Mr Gummer said: 'This year we have undertaken a thorough review of how SSAs are calculated, in consultation with the local authority associations.
'The review had two essential purposes: first, to bring the system up to date by incorporating detailed information on social characteristics now available from the 1991 Census; and second, to review the elements which make up the SSA calculation by reappraising the factors which determine necessary local authority expenditure.
'Having considered the evidence, I am proposing to reduce the present weight assigned to the allowance for Additional Needs within the Education element. This is in the light of an updated statistical analysis of the proportion of local education authority spending which is attributable to additional needs.

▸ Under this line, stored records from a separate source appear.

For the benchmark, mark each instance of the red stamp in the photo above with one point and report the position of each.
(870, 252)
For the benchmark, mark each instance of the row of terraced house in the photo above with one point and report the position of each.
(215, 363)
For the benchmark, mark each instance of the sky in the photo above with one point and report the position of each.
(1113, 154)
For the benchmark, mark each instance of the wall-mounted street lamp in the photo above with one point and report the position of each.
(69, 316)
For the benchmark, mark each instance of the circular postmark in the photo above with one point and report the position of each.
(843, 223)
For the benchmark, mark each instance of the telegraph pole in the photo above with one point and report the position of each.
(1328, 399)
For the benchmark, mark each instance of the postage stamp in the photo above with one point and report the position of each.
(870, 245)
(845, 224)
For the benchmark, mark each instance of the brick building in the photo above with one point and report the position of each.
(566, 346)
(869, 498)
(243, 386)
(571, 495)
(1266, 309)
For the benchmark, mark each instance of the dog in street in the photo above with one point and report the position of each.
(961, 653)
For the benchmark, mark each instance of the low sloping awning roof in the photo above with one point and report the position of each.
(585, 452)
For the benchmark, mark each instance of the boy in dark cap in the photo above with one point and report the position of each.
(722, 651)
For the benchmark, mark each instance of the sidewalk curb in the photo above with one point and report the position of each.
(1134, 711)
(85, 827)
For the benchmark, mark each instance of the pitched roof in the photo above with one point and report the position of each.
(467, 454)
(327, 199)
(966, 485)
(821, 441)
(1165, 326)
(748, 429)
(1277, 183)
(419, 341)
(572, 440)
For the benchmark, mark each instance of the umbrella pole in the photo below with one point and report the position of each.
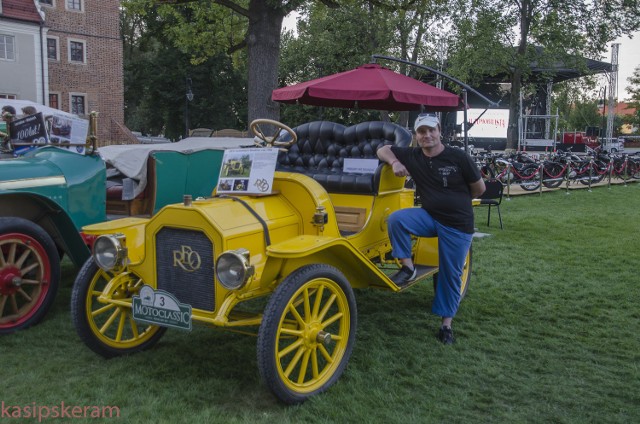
(466, 121)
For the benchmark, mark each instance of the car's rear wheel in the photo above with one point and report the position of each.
(307, 333)
(465, 278)
(108, 328)
(29, 274)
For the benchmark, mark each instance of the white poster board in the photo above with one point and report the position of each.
(360, 166)
(247, 171)
(69, 132)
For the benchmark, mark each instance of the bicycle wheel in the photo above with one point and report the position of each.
(553, 175)
(529, 181)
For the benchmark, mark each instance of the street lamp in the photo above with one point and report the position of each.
(189, 97)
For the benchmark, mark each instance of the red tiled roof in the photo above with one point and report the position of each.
(23, 10)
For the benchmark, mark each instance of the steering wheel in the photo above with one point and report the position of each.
(270, 141)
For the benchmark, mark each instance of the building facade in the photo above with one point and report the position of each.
(23, 65)
(80, 51)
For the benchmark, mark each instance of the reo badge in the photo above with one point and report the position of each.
(158, 307)
(187, 259)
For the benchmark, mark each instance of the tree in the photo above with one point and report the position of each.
(262, 40)
(509, 32)
(634, 91)
(155, 79)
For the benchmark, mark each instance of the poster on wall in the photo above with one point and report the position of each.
(247, 171)
(64, 131)
(69, 132)
(491, 123)
(29, 129)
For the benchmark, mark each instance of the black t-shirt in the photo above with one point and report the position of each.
(442, 182)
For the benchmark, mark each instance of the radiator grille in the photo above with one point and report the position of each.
(184, 260)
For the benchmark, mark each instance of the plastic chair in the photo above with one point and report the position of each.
(492, 197)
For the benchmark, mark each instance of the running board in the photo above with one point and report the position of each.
(423, 272)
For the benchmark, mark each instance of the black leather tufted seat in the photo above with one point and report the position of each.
(322, 147)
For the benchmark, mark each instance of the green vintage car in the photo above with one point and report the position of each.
(48, 195)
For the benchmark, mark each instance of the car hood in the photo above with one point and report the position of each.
(29, 172)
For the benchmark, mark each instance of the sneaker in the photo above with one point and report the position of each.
(404, 276)
(445, 335)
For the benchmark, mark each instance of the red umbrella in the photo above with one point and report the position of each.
(369, 86)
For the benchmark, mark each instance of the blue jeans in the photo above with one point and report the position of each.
(453, 246)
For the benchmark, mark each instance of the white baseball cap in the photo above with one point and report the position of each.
(426, 119)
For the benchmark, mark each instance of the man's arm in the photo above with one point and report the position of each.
(477, 188)
(386, 155)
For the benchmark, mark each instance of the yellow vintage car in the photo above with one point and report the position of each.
(300, 250)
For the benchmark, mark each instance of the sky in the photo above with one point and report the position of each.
(628, 55)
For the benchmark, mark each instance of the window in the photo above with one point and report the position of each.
(74, 5)
(53, 101)
(76, 51)
(7, 47)
(52, 48)
(77, 104)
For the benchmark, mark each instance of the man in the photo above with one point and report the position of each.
(446, 180)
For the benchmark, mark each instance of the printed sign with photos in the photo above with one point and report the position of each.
(247, 171)
(69, 133)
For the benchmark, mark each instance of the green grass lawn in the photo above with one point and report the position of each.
(548, 332)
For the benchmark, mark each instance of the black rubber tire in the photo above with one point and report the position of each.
(273, 337)
(465, 283)
(90, 280)
(36, 256)
(532, 184)
(551, 172)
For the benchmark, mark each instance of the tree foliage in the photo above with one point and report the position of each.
(235, 51)
(634, 91)
(156, 73)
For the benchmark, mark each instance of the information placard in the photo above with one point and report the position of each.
(247, 171)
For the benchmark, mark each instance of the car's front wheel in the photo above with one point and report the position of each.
(307, 333)
(107, 327)
(29, 274)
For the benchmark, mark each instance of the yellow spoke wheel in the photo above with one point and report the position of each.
(106, 328)
(307, 333)
(465, 278)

'In the Personal Social Services element, I am proposing a number of changes to the underlying indicators. In particular, for the assessments associated with elderly persons in need of domiciliary and residential care, I propose to introduce an indicator of long-term illness.
'For residential care I also propose to adjust the calculation to reflect authorities' responsibilities under the Community Care arrangements.

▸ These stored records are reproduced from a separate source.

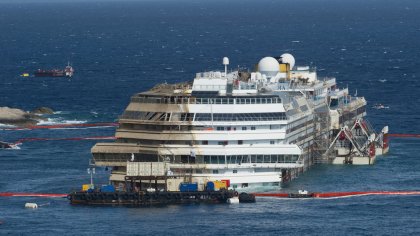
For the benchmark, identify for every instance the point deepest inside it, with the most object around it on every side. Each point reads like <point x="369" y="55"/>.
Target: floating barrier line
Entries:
<point x="8" y="194"/>
<point x="63" y="126"/>
<point x="279" y="195"/>
<point x="59" y="139"/>
<point x="404" y="135"/>
<point x="340" y="194"/>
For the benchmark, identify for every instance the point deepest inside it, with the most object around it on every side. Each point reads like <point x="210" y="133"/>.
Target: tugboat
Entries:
<point x="4" y="145"/>
<point x="67" y="72"/>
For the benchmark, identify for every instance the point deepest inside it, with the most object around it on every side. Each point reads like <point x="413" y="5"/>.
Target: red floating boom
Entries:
<point x="404" y="135"/>
<point x="8" y="194"/>
<point x="337" y="194"/>
<point x="63" y="126"/>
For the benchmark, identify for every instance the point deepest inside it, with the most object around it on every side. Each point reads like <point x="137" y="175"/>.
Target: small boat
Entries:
<point x="380" y="106"/>
<point x="4" y="145"/>
<point x="301" y="194"/>
<point x="66" y="72"/>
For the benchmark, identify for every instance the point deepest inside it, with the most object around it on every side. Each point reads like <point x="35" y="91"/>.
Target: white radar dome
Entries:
<point x="289" y="59"/>
<point x="268" y="66"/>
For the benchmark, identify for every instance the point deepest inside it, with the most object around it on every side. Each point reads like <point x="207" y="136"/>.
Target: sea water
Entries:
<point x="121" y="48"/>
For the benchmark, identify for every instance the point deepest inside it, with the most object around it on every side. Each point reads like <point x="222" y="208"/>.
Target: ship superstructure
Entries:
<point x="249" y="129"/>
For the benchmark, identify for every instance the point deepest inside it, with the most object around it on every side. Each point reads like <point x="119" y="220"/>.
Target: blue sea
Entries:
<point x="119" y="48"/>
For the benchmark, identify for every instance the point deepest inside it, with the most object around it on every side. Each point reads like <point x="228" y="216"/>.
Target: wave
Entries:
<point x="6" y="126"/>
<point x="60" y="121"/>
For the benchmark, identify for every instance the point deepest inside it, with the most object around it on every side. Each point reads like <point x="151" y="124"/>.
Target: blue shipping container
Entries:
<point x="188" y="187"/>
<point x="107" y="188"/>
<point x="210" y="186"/>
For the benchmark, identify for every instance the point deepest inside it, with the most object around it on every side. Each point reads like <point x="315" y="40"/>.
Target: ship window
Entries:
<point x="273" y="158"/>
<point x="281" y="158"/>
<point x="266" y="158"/>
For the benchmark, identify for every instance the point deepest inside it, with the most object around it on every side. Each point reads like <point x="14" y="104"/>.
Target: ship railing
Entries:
<point x="194" y="100"/>
<point x="235" y="166"/>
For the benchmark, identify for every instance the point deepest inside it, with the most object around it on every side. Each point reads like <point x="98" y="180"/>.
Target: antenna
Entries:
<point x="225" y="63"/>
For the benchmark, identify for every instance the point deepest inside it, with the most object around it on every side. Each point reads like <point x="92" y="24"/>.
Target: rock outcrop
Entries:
<point x="18" y="117"/>
<point x="43" y="111"/>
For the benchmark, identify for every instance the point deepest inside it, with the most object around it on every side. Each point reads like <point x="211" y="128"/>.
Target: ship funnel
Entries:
<point x="225" y="63"/>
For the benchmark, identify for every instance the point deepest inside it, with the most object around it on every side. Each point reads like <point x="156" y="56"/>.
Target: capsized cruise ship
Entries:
<point x="249" y="129"/>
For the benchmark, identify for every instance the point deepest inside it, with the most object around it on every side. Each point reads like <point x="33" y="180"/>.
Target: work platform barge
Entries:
<point x="133" y="195"/>
<point x="254" y="129"/>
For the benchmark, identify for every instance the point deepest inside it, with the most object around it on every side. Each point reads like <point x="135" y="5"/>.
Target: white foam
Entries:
<point x="6" y="126"/>
<point x="60" y="121"/>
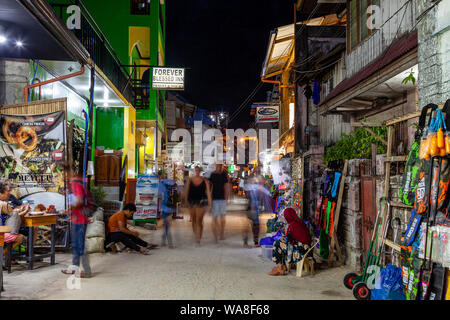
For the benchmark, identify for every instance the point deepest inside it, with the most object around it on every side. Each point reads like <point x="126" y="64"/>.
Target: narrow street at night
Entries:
<point x="224" y="271"/>
<point x="224" y="159"/>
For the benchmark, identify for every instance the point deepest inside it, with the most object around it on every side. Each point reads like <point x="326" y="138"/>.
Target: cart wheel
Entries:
<point x="361" y="292"/>
<point x="348" y="280"/>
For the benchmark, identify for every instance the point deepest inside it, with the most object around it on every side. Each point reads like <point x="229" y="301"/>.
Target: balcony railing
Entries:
<point x="99" y="48"/>
<point x="397" y="18"/>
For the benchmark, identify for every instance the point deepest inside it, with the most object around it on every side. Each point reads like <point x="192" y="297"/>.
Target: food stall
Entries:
<point x="33" y="151"/>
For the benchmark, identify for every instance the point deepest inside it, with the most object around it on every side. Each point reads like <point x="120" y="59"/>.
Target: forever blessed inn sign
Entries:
<point x="168" y="78"/>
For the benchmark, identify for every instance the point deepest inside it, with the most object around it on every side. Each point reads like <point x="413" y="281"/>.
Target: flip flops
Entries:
<point x="277" y="272"/>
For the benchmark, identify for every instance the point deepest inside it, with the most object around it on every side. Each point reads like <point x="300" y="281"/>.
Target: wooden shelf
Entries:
<point x="400" y="205"/>
<point x="396" y="158"/>
<point x="392" y="244"/>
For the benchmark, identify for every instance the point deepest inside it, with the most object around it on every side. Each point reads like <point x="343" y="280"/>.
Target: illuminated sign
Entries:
<point x="267" y="113"/>
<point x="168" y="78"/>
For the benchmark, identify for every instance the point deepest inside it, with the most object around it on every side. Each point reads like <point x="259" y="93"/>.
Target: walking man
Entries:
<point x="166" y="208"/>
<point x="79" y="203"/>
<point x="220" y="194"/>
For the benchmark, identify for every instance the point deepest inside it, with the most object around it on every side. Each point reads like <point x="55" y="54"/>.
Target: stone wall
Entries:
<point x="350" y="229"/>
<point x="434" y="52"/>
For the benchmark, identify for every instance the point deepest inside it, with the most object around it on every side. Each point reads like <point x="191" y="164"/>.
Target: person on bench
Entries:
<point x="118" y="231"/>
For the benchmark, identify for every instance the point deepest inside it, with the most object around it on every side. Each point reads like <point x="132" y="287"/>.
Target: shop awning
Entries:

One of the most controversial features of the method of calculating SSAs since they were introduced in 1990-91 has been the measurement of social conditions by means of the All Ages Social Index.
'This index aims to provide a broad measure of social conditions which are likely to affect the cost to local authorities of providing services. A large number of authorities have suggested that a wider range of social and economic indicators should be incorporated in SSAs.
'I have looked very carefully at the evidence and I am proposing to introduce a revised social index and an economic index, which will include indicators of unemployment, ill health and homelessness.
'I am also proposing to make allowance for the numbers of day visitors within the assessment of services for districts.
'Previously we did not have reliable data on a consistent basis for all authorities, but as a result of research commissioned for the purpose we now have the necessary estimates of numbers of day visitors by authority.
'I have thought most carefully about the issue of the adjustment to take account of additional employment costs in London and the South East. This is an issue where opinions are sharply divided, reflecting the experiences of authorities in different parts of the country.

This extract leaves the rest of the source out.